Wasn't David in charge of this? If anyone else wants to take over then go for
it.
>> does it mean (not having more drafts of the constitution) that we
>> won't meet this saturday? and, if we postpone, what would be the new
>> date?
>
> We also need to meet again. Any ideas as to when?
We ought to think about the purpose of any meeting first. Looking back
over the
past few months I think our approach to the first congress in October was
totally mistaken. It was worth trying, but it's really unlikely that we'll get
the sort of grassroots *online* network that we want by running three heavy
campaigns. The work we decided to do is way too geeky, way too boring, to
attract many people online or locally. It's not sufficiently
development-oriented to get 'traditional' activists involved.

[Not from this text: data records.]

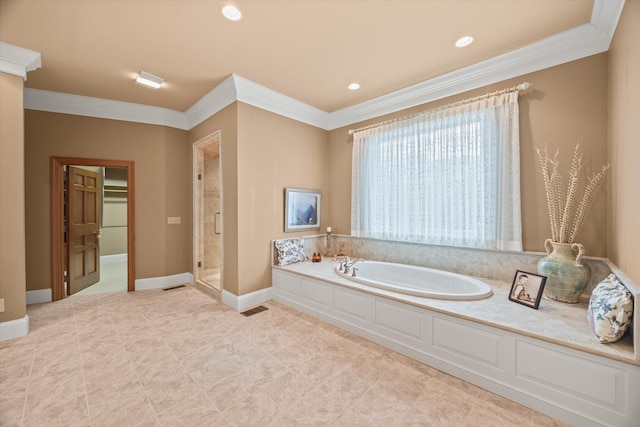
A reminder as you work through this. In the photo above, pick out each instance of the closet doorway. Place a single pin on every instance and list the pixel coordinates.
(207, 212)
(60, 251)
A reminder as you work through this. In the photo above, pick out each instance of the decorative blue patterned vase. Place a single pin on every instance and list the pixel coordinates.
(567, 274)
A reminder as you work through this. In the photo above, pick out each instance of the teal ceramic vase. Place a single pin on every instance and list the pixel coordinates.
(567, 274)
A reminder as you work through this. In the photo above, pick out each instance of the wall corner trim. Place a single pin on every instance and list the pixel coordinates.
(14, 328)
(18, 60)
(163, 282)
(243, 302)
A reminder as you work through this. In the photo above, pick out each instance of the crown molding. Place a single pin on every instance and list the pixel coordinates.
(579, 42)
(575, 43)
(262, 97)
(220, 97)
(18, 60)
(56, 102)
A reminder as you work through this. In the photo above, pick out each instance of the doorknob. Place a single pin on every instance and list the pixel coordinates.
(215, 223)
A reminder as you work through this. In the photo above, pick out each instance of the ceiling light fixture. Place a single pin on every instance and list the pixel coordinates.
(464, 41)
(148, 79)
(232, 13)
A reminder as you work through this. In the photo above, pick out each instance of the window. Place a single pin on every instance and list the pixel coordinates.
(446, 176)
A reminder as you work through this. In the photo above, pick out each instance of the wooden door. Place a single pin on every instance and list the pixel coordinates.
(83, 236)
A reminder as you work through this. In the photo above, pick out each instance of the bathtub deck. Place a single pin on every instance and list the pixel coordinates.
(554, 322)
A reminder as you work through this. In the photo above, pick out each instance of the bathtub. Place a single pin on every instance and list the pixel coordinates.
(418, 281)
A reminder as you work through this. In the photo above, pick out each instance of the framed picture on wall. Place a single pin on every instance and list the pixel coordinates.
(527, 288)
(301, 209)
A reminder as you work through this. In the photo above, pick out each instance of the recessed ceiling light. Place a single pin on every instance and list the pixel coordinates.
(148, 79)
(232, 13)
(464, 41)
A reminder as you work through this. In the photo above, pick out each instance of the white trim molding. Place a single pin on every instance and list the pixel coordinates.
(270, 100)
(14, 328)
(243, 302)
(220, 97)
(18, 60)
(163, 282)
(39, 296)
(575, 43)
(65, 103)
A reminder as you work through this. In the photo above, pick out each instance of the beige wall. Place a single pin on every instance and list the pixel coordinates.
(624, 143)
(566, 103)
(262, 154)
(12, 224)
(162, 175)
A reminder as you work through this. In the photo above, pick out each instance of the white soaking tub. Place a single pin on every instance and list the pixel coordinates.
(417, 281)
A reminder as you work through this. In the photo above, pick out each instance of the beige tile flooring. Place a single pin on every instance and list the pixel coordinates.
(179, 357)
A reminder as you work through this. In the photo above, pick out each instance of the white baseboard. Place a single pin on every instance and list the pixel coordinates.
(242, 302)
(163, 282)
(14, 328)
(39, 296)
(113, 259)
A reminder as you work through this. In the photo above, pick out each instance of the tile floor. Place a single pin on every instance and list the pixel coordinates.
(181, 358)
(113, 277)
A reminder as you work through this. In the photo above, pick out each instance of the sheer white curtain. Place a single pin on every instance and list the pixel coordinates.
(449, 176)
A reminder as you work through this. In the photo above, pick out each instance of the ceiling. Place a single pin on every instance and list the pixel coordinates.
(309, 50)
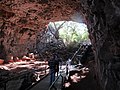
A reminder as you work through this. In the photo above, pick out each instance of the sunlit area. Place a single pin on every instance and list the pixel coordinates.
(70, 32)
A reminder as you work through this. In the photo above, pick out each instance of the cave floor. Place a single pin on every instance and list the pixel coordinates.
(87, 83)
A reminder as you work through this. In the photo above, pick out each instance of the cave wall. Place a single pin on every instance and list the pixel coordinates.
(103, 21)
(22, 20)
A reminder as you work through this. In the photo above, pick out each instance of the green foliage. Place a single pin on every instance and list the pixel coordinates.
(72, 33)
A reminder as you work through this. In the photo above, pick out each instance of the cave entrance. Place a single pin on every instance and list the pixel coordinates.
(62, 37)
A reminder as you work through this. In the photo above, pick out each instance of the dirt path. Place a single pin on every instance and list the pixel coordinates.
(87, 83)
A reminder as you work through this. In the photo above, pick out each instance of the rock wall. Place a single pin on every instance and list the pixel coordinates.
(103, 20)
(21, 20)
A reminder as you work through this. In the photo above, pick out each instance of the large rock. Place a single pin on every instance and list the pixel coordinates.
(22, 20)
(103, 20)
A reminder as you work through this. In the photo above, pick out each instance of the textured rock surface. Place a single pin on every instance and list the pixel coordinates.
(21, 20)
(104, 27)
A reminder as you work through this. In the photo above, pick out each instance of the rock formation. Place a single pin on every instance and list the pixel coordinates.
(103, 23)
(20, 20)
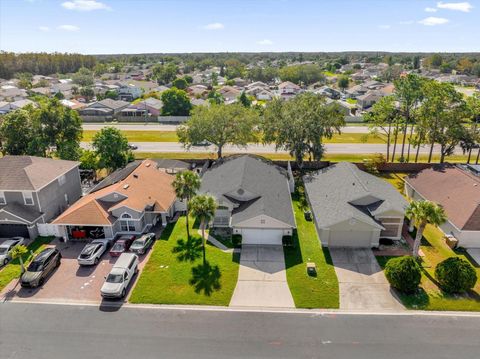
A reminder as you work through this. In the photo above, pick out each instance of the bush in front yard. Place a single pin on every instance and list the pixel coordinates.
(455, 275)
(403, 273)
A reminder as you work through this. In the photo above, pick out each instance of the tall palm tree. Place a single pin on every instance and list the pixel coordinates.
(186, 185)
(423, 213)
(203, 207)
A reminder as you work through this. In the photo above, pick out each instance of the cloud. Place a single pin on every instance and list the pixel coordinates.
(85, 5)
(214, 26)
(68, 28)
(456, 6)
(265, 42)
(432, 21)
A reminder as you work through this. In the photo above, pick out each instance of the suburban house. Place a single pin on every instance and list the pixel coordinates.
(33, 191)
(352, 208)
(130, 201)
(105, 110)
(253, 198)
(457, 190)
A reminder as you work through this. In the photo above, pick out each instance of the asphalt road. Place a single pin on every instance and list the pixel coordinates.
(55, 331)
(335, 148)
(163, 127)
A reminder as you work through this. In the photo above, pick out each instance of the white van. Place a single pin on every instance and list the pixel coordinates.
(119, 278)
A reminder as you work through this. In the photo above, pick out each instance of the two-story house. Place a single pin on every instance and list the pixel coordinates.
(34, 190)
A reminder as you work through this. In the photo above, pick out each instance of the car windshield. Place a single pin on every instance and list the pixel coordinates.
(114, 278)
(35, 267)
(118, 247)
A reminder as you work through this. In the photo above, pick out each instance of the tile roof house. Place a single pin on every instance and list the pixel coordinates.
(253, 198)
(33, 191)
(457, 190)
(352, 208)
(130, 201)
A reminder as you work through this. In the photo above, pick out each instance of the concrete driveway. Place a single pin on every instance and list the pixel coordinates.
(262, 281)
(363, 285)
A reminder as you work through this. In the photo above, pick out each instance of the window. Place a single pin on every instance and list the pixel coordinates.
(126, 223)
(28, 198)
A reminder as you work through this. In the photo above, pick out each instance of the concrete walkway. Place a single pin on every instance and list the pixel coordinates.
(363, 285)
(262, 281)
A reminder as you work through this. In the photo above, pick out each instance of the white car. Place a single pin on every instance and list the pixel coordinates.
(92, 252)
(117, 281)
(7, 247)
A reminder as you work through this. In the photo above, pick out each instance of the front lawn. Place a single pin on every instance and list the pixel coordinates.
(429, 296)
(13, 270)
(166, 280)
(310, 292)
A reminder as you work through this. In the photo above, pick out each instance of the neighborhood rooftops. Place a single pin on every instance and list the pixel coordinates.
(340, 192)
(267, 183)
(29, 173)
(457, 190)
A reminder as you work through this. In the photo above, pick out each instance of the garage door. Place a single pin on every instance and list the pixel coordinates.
(354, 239)
(12, 230)
(262, 236)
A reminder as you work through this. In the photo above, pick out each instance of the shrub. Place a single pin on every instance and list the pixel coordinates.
(403, 273)
(455, 275)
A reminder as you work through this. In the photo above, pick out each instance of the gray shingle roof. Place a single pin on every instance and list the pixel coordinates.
(342, 191)
(256, 175)
(30, 173)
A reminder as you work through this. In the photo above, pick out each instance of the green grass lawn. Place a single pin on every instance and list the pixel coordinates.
(429, 296)
(166, 280)
(310, 292)
(13, 270)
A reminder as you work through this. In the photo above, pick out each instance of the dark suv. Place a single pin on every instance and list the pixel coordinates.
(41, 267)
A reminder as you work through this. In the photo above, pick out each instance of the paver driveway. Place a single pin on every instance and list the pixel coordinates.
(262, 281)
(363, 285)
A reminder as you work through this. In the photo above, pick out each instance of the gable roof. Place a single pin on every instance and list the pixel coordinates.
(256, 175)
(29, 173)
(143, 187)
(342, 191)
(457, 190)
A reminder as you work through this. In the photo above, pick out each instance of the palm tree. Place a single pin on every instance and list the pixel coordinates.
(203, 208)
(186, 185)
(423, 213)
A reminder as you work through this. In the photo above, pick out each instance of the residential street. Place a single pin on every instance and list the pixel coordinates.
(54, 331)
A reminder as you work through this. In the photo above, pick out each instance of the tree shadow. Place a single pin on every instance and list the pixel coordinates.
(188, 250)
(206, 279)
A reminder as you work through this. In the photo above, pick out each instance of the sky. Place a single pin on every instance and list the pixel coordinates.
(170, 26)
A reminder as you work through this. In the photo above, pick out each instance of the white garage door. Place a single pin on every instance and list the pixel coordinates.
(262, 236)
(355, 239)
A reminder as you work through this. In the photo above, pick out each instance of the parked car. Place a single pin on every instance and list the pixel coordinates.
(142, 244)
(92, 252)
(41, 267)
(7, 247)
(117, 281)
(121, 245)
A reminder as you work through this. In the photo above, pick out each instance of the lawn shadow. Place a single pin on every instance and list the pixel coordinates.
(206, 279)
(188, 250)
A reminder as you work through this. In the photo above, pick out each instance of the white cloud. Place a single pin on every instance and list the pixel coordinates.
(432, 21)
(85, 5)
(68, 28)
(456, 6)
(265, 42)
(214, 26)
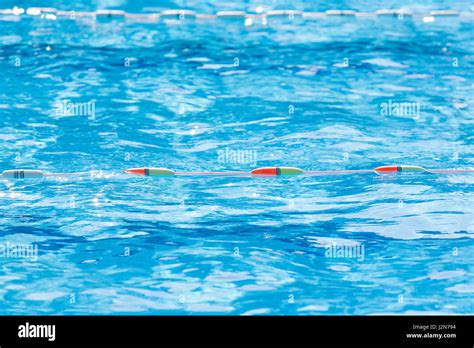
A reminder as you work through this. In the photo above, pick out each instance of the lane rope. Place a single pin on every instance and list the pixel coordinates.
(13, 174)
(53, 14)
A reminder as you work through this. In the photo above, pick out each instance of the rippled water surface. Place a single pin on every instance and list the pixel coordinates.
(185, 95)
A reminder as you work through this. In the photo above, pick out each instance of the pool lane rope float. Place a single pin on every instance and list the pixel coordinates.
(48, 13)
(259, 172)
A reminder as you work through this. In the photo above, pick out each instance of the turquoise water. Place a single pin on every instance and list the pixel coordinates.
(220, 95)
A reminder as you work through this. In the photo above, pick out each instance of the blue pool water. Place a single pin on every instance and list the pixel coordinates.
(219, 96)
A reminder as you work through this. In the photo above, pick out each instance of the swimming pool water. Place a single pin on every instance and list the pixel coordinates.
(331, 94)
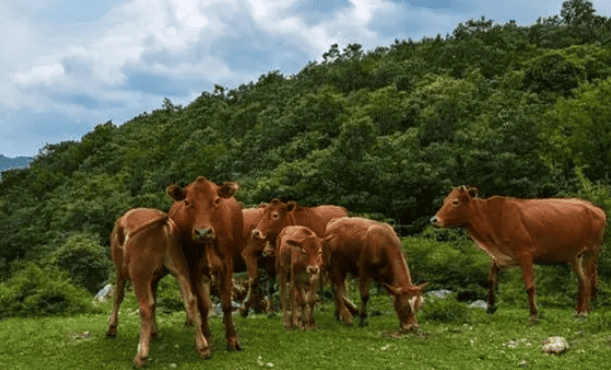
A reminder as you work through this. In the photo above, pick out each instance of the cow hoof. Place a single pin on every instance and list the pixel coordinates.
(205, 353)
(233, 345)
(139, 362)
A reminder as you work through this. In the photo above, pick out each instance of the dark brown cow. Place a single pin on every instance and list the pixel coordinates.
(210, 224)
(144, 242)
(298, 265)
(370, 250)
(520, 232)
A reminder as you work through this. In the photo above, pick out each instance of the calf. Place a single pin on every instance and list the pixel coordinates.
(143, 243)
(298, 266)
(370, 250)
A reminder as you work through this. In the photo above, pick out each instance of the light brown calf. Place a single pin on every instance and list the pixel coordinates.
(298, 265)
(370, 250)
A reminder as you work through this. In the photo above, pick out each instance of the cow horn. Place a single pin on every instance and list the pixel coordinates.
(392, 290)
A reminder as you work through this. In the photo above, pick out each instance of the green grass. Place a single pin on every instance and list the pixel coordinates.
(50, 343)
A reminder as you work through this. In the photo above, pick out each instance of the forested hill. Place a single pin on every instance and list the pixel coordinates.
(519, 110)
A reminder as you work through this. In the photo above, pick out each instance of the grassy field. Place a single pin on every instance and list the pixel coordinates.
(502, 341)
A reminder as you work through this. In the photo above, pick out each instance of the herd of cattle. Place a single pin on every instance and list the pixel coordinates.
(206, 234)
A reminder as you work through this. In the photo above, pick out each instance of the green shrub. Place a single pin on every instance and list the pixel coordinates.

We were in a
hinterland before Congress, and condemned ourselves to stay there during
Congress :o)
We haven't got enough people with enough free time to even run *one*
really good
campaign.
In my opinion, we should:
1. Convince CC-UK with their new office and full-time staff to take on the
collecting society campaign, and then support them fully.
2. Convince ORG to work on copyright extensions, support them fully and return
to it later on if anybody feels like there's something constructive we can
contribute.
3. Continue working on the PD Burn campaign by getting legal advice (as
Rob has
suggested) so that we can tie together all the research done so far by Rob and
Rufus. Then set some targets and deadlines over the next 6 months so that, by
June or so next year, we have a really good guide to the public domain in the
UK and the basis for an archiving strategy and a public awareness campaign.
4. Run a simple, low-effort lobbying campaign with a good chance of
success. For
example, we could follow up the letters about BBC Radio3's classical music
downloads. That's really easy. We can try to get lots of people to
write emails
to them; we can try to get a meeting with them to discuss it in person; we can
make links with classical musicians who might be supportive of us. Most
importantly then: it's not a lot of work, it would have a really good impact,
and it has a chance of success which we can publicise well.
5. On a personal basis, try to make more links with local arts organisations,
interested academics, schools, youth groups etc. and either:
a) Educate people about and discuss with them free culture issues
b) Form proper local FC-UK chapters that work on these issues and
possible run
a Remix Commons 'franchise' (http://www.remixcommons.org/get_local)
Because this really is, IMO, the way forward. Engage with people on
their level,
on their turf, rather than hoping that people will latch onto some abstract
discussions about licensing and copyright terms. I've spoken to so many people
who were really interested in free culture stuff, but only when I started off
talking about their angle on it (e.g. cut-up writing techniques, electronica
music, local band scene publicity).
So if we met and (god forbid!) everybody agreed with my assessment, I'd
suggest
our agenda should revolve around:
(i) How can we offload the collecting societies and copyright campaigns onto
CC-UK and ORG?
(ii) What are the jobs, and who will take them, for PD Burn?
(iii) What is our strategy, what are the jobs, and who will take them for the
lightweight lobbying campaign?
(iv) What can/should we do locally? What exactly does 'free culture' mean to
people already practising art in a pretty free way? Is it just about
licensing,
or certain forms of practise, or lobbying, or discussion, or what?
What do people think about all of that? I'm more and more in favour of what
Andreas said at Congress: we should focus on local work, and nationally
just be
a loose informal collection of groups and individuals who work on really
low-intensity, common-interest campaigns.